While most discussions on the Doctrine of Incarnation begin with the Gospel of John, the book of Colossians also contributes to this understanding as well. The apostle Paul writes in Colossians 1:15-20:
The Son is the image of the invisible God, the firstborn over all creation. For in him all things were created: things in heaven and on earth, visible and invisible, whether thrones or powers or rulers or authorities; all things have been created through him and for him. He is before all things, and in him all things hold together. And he is the head of the body, the church; he is the beginning and the firstborn from among the dead, so that in everything he might have the supremacy. For God was pleased to have all his fullness dwell in him, and through him to reconcile to himself all things, whether things on earth or things in heaven, by making peace through his blood, shed on the cross.
This passage is not just christology, it is theology proper as well. That is, the passage is not just telling us about the nature of Jesus. It tells us about the nature of God who has reveals himself in Jesus. The question of how the invisible God can be known is answered by this passage.
There is more said in this passage about God and Jesus than just the contribution it makes to the Doctrine of Incarnation. However, I want to focus on this because I believe it provides the narrative or story necessary to understand God’s will.
When we want to understand who God is and what God is like, this passage points us to Jesus and says “See who God is, see what God is like!” When we want to know what the purpose or mission of God is, this passage points us to Jesus on the cross and says, “See what God has done!” The passage even provides explanation by defining the cross event as that which God reconciles all things to him.
This is necessary as we read scripture with an ear towards tradition, reason, and experience. We all can cite scripture, including Satan himself. It is really easy to cite a passage of scripture(s) as a proof-text to legitimize whatever practice, ethic, etc… we want to uphold. Sometimes we even might try appealing to some text in the Old Testament to legitimize the way disciples of Jesus should think and act (when reading about the OT, we need to keep in mind that God could be accommodating himself within history until that time when he reveals his fullness in Jesus).
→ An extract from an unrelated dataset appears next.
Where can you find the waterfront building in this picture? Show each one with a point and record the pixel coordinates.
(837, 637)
Yet since Jesus is the living image of God, in whom the fullness of God dwells, the life Jesus lived, along with the beliefs and values that shape that life, and the larger creative-redemptive narrative that Jesus is the central figure of, should become that which we measure our understanding of specific beliefs, values, and practices against. In other words, if we want to know whether or not a certain belief, value, or practice is the will of God, we ought to measure against Jesus and the life he lived and lives.
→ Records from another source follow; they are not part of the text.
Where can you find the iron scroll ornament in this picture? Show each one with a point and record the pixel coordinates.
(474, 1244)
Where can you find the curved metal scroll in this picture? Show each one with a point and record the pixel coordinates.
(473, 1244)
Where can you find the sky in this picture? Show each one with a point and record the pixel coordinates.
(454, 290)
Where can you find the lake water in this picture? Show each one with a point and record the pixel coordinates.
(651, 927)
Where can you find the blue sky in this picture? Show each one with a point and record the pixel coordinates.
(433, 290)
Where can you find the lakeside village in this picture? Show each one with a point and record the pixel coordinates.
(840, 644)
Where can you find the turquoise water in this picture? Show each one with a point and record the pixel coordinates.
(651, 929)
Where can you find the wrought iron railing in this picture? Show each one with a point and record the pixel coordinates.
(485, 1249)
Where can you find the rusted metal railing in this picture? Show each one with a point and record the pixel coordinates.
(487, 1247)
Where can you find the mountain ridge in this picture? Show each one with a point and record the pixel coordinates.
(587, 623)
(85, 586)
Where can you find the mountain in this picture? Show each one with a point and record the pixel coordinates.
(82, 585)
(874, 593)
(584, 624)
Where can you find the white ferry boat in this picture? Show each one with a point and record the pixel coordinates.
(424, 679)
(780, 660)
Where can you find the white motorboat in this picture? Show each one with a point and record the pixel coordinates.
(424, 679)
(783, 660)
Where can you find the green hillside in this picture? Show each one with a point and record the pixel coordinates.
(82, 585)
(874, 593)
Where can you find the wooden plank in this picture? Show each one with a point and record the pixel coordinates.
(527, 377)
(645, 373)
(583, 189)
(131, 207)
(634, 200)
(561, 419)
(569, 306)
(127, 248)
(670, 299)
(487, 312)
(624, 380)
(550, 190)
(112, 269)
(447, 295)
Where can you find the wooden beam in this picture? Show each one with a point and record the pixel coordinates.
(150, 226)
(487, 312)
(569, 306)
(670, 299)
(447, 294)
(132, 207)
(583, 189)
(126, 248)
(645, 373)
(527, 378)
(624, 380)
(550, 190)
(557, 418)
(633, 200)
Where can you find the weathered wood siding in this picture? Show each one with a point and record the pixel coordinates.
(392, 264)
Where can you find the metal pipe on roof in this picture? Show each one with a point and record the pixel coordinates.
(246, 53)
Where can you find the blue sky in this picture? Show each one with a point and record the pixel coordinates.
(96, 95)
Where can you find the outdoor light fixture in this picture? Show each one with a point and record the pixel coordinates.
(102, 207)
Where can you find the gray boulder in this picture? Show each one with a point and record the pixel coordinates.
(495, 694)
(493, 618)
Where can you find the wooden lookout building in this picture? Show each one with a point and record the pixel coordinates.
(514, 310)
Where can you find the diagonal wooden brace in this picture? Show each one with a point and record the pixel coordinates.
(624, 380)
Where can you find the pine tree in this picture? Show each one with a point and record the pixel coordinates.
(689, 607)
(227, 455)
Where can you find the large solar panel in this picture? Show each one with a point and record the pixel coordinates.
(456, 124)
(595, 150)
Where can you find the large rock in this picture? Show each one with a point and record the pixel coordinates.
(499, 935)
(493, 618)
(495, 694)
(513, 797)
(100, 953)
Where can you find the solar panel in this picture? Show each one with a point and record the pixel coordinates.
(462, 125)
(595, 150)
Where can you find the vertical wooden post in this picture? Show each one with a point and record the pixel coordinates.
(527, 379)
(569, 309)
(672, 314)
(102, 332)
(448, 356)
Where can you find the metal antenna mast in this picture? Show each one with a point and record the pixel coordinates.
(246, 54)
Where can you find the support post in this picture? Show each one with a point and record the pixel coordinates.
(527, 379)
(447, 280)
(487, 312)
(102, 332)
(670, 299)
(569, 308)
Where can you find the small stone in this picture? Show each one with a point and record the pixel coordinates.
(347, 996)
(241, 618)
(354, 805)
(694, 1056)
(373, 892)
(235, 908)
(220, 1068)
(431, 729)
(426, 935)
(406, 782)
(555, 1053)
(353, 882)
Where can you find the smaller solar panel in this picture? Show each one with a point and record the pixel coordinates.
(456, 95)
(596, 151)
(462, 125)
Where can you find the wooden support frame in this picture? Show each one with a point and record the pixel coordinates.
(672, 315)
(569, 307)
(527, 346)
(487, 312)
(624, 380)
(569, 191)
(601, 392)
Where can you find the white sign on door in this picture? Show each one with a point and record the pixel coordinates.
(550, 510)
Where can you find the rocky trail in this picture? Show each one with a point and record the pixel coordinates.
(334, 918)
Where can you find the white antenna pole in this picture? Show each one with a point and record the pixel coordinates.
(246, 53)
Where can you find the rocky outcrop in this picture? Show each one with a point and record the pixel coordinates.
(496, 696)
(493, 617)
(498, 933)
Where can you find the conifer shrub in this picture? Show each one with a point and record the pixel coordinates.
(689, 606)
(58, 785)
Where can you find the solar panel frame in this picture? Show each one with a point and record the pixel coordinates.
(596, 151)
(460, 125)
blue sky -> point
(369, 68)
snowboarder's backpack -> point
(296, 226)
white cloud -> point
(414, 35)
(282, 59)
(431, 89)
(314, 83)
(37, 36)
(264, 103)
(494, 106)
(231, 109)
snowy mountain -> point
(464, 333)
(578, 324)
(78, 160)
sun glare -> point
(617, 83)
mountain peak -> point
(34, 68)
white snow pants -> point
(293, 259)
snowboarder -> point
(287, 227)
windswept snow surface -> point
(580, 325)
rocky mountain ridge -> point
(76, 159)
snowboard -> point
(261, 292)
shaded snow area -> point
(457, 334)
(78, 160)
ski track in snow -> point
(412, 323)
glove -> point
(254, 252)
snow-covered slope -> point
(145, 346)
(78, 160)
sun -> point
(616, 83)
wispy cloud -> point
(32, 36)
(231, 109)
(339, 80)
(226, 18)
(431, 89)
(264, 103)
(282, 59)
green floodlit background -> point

Yesterday I posted a link on Facebook to an article on the Huffington Post website written by Lee C. Camp titled, “Batman, Neo-Nazis, and the Good News of Jesus.” In the article, Camp calls into question the myth of redemptive violence that many people, including many Christians, have placed their faith in. In doing so, Camp writes:
To embrace a “war on terror” is a rejection of the fundamental Christian conviction that the world has been saved, is being saved, and will be saved not through violence and warring, but through long-suffering, self-emptying love.
Camp reminds us that God is reconciling all things to him through the self-sacrificial love of Jesus’ “blood, shed on the cross” rather than the power of the sword. It is also a reminder that Christians will only bear authentic witness to this redemptive act of God by embracing this way of self-sacrificial love rather than the violent power of the sword.
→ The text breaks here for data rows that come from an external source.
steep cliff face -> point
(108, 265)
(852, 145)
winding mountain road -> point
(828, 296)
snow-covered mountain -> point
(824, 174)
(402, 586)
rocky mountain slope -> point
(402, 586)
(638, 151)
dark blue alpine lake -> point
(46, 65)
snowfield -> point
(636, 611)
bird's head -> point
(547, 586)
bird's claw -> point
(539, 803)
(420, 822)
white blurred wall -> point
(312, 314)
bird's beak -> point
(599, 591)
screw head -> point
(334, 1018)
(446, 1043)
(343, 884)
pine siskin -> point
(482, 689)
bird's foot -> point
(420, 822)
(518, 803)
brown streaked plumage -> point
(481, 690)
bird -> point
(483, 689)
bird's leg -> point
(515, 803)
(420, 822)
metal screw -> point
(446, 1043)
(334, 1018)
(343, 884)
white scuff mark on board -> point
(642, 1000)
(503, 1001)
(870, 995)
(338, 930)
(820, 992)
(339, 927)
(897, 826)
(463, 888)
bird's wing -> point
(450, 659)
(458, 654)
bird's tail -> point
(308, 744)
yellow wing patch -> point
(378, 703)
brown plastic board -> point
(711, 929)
This obviously raises the question of Christian pacifism vs. just war and the many moral dilemmas that Christians could hypothetically find themselves in. It should be recognized that in such moral dilemmas, the lines of black and white seem to blur. Be that as it may, appealing to such potential dilemmas or even to certain biblical proof-texts in order to justify violence as a legitimized way of life is counter to the way of God revealed in Jesus Christ.
For example, even though I don’t have the answer to every moral dilemma and have plenty of unanswered questions, I certainly would not stand by idly and let some assailant attack and harm my family. I would not stand by and allow this to happen even if it required some degree of violence. I doubt you would either. Nevertheless, whether we are morally right or wrong in such admission, it does not permit us to legitimize violence as a value and way of life for those who follow Jesus. After all, among the many ways we are blessed, we are still blessed, among o to be peacemakers (Matt 5:9) and peacemaking, as Jesus teaches us, is by the means of self-sacrificial love on the cross.